Data Is Not Pedagogy¶
A core principle of Dyglot is the separation between:
- Data (CardSets)
- Pedagogy (Courses, Views, Filters, Sessions)
Cards contain information. Courses define how that information is used to teach.
This allows: - one CardSet to be reused in multiple Courses, - multiple learning paths for different audiences, - updates to pedagogy without duplicating data.
Teachers Do Not Need to Be Programmers¶
Dyglot Teacher is designed for teachers who do not know —
and do not want to know — HTML, SQL, or programming concepts.
This is not a limitation.
It is a design requirement.
Teachers should think in terms of: - content, - structure, - views, - learning progression,
not in terms of: - databases, - schemas, - rendering engines, - technical constraints.
Views Are Defined by Teachers, Not by the Engine¶
In Dyglot, a view defines: - what the student sees, - which fields are visible, - how question and answer are revealed.
The engine does not impose: - a fixed question/answer model, - a specific UI layout, - a single interaction pattern.
Instead: - the teacher defines the view, - the engine executes it.
Engines Are Pluggable¶
Different learning logics exist: - Dyglot v1–style spaced repetition, - Anki-like models, - custom or domain-specific engines.
Dyglot treats these as engines, not as UI decisions.
This allows: - the same view to use different engines, - experimentation without rewriting the app, - future extensions without breaking compatibility.
A Generic App, Domain-Specific Learning¶
Dyglot is designed to support two distribution models:
- Generic Dyglot App
- loads classrooms dynamically,
- allows teachers to publish content independently,
-
avoids App Store / Play Store complexity.
-
Domain-Specific Apps
- engine + classroom bundled together,
- optimized user experience,
- heavier distribution and maintenance cost.
Both models are valid.

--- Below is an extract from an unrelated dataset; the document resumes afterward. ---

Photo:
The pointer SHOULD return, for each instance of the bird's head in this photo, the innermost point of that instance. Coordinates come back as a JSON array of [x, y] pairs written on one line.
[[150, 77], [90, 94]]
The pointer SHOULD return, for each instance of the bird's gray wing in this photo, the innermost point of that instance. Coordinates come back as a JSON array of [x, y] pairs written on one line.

Dyglot does not force one over the other.
Why This Architecture Matters¶
This architecture exists to prevent: - gigantic, unmaintainable classrooms, - hard-coded learning modes, - UI logic leaking into data, - students being exposed to unnecessary complexity.
It exists to allow: - reuse instead of duplication, - teacher freedom without student confusion, - long-term evolution of the system.
In Short¶
Dyglot is:
- engine-first,
- teacher-driven,
- student-focused,
- pedagogy-aware,
- domain-agnostic.
This page defines the spirit of the system. The rest of the documentation explains how each actor works within it.